Anne’s Image of the Day: The Heart Nebula

By Annelies Rhemrev

October 17, 2012

The Heart Nebula, an emission nebula in Cassiopeia

Image Credit & Copyright: J-P Metsavainio (http://astroanarchy.zenfolio.com/)
For a larger image click here.

The Heart Nebula (IC 1805, Sh2-190) is an emission nebula and star forming region of almost 200 light-years across, located within the Perseus Arm of our Milky Way galaxy, about 7500 light-years away in the northern constellation Cassiopeia. It is nicknamed the Heart Nebula because it looks like a human heart.

The very brightest part of this nebula (the knot at the bottom right) is separately classified as NGC 896 (also designated IC 1795). The Heart Nebula is the western neighbor of the Soul Nebula (NGC 1848) and together they form the Heart and Soul Nebulae. They both are part of a complex of star forming regions that lie at the edge of a large molecular cloud.

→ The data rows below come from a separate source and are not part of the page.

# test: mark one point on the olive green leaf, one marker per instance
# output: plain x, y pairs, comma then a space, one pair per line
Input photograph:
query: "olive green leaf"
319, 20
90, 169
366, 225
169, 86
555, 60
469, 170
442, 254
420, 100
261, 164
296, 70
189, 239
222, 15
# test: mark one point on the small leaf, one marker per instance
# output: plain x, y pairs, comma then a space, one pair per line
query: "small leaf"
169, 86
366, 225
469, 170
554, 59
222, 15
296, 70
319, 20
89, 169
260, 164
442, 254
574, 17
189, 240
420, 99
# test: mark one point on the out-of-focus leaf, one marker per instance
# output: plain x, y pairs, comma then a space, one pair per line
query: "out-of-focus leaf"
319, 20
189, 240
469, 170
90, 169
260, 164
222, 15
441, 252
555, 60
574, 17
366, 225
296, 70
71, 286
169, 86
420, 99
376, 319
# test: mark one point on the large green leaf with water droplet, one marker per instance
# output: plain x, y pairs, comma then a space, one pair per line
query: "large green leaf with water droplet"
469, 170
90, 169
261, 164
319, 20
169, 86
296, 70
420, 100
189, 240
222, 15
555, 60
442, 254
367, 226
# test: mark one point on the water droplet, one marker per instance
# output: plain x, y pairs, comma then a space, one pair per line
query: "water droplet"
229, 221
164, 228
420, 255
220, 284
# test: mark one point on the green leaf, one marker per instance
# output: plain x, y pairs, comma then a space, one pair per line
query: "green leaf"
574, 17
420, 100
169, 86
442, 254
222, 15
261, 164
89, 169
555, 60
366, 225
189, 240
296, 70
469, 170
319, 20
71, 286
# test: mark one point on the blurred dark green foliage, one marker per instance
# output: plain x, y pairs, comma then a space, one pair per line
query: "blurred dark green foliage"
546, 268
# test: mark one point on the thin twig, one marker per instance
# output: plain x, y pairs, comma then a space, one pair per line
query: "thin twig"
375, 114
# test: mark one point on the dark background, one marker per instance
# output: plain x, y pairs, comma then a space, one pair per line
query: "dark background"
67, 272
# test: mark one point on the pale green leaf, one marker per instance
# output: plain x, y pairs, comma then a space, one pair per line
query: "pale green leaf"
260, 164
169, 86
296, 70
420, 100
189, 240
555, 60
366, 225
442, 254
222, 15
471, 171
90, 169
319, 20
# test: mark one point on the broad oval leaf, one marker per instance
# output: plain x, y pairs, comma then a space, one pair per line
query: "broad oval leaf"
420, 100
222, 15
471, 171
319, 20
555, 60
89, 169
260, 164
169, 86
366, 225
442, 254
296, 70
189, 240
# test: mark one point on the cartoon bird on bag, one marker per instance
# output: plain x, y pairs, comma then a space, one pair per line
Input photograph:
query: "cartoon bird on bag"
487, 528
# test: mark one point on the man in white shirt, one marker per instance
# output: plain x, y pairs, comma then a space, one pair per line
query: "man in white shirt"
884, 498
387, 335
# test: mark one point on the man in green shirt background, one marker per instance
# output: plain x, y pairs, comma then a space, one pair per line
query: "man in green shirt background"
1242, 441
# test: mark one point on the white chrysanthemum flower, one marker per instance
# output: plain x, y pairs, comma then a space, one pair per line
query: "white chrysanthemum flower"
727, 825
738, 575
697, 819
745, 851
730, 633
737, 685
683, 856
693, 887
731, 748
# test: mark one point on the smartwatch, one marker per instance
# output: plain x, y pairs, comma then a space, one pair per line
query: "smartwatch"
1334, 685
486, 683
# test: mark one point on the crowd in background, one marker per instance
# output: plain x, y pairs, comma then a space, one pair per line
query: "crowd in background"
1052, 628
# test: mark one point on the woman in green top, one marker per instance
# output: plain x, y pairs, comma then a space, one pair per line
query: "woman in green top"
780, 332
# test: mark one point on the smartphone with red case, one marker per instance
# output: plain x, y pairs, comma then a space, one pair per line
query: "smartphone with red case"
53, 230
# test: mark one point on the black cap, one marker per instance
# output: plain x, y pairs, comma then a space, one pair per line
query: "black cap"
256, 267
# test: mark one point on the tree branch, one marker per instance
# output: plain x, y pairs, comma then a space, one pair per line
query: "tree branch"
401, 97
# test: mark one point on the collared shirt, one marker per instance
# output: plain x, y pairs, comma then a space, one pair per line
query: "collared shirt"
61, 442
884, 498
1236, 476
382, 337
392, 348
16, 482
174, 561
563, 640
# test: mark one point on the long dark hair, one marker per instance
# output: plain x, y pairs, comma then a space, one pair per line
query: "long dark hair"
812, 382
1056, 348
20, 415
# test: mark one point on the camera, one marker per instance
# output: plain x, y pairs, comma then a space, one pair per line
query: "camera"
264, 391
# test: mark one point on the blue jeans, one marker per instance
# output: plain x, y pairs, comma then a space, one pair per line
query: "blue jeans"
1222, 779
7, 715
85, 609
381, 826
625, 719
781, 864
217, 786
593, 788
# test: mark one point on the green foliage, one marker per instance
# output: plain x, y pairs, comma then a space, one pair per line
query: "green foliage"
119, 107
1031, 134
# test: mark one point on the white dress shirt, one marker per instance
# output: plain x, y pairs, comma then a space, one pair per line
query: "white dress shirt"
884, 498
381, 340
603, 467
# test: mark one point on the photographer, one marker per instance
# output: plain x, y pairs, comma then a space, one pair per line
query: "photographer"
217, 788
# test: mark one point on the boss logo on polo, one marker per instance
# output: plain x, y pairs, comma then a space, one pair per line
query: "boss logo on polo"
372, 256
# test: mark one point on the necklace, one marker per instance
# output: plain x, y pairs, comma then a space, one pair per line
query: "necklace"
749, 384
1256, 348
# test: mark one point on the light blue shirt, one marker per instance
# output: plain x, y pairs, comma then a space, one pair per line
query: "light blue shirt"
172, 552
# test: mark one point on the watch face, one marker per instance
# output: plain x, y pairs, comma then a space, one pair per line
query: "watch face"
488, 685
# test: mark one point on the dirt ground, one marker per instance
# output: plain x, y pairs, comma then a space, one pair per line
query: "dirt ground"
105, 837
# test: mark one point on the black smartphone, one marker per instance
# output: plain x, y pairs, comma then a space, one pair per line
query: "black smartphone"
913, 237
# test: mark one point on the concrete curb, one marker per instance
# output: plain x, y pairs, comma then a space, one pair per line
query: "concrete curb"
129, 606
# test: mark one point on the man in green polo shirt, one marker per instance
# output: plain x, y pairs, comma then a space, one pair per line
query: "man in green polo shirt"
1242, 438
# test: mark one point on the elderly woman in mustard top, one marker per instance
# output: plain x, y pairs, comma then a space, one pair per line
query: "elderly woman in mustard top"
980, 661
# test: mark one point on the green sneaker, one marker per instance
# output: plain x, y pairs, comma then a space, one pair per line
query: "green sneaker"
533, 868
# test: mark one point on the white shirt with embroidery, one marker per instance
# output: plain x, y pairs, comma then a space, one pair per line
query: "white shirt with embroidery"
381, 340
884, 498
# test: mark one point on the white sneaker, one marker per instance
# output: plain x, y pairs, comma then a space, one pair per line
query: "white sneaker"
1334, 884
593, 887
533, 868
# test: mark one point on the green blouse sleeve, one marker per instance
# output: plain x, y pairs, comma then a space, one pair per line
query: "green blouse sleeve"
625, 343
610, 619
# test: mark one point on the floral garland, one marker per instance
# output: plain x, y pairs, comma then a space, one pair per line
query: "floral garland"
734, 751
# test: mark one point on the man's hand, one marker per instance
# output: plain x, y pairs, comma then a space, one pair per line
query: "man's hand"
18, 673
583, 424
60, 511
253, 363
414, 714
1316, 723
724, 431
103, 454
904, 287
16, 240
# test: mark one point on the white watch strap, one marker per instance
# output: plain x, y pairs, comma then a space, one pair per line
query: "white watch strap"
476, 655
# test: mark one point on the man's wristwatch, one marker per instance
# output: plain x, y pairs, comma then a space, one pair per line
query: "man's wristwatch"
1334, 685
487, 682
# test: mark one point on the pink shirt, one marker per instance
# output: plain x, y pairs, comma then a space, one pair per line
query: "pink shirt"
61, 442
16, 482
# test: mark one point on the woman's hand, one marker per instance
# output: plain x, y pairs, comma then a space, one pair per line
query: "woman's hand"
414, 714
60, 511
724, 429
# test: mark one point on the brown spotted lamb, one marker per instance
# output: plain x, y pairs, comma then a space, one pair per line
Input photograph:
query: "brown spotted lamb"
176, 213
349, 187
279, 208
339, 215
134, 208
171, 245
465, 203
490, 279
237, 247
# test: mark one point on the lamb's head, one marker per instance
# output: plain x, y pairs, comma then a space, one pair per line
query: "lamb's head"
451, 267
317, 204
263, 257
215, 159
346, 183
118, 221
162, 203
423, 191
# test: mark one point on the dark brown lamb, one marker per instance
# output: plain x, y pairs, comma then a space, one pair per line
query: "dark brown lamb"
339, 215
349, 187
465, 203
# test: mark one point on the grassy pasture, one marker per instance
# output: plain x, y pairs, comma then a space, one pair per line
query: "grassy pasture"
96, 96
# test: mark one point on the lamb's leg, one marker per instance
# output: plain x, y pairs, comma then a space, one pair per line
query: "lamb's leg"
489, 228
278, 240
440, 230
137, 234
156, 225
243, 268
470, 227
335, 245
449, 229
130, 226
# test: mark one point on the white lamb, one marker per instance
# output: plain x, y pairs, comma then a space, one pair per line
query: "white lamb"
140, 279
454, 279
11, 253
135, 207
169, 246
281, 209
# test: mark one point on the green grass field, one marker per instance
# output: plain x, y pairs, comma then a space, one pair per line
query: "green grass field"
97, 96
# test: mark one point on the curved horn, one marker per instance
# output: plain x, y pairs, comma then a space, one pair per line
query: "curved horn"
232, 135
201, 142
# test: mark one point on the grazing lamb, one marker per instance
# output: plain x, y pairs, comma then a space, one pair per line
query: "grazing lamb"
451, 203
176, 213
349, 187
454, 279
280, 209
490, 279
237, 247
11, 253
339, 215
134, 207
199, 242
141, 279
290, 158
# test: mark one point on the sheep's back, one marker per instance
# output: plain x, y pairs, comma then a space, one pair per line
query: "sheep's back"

The Heart Nebula is formed by plasma of ionized hydrogen and free electrons. The image, coloured in the Hubble palette, is showing a mix of glowing interstellar gas and dark dust clouds. The nebula appears relatively devoid of stars because of the obscuring dust. However, fierce winds radiated from massive stars, in an open star cluster near the center, shaped the nebula.

This small open star cluster of about 30 light-years across and approximately 1.5 million years young, is named Melotte 15. It contains a few bright stars nearly 50 times the mass of our Sun, and many more dim stars that are only a fraction of our Sun’s mass. The cluster used to contain a microquasar that was expelled over a million years ago.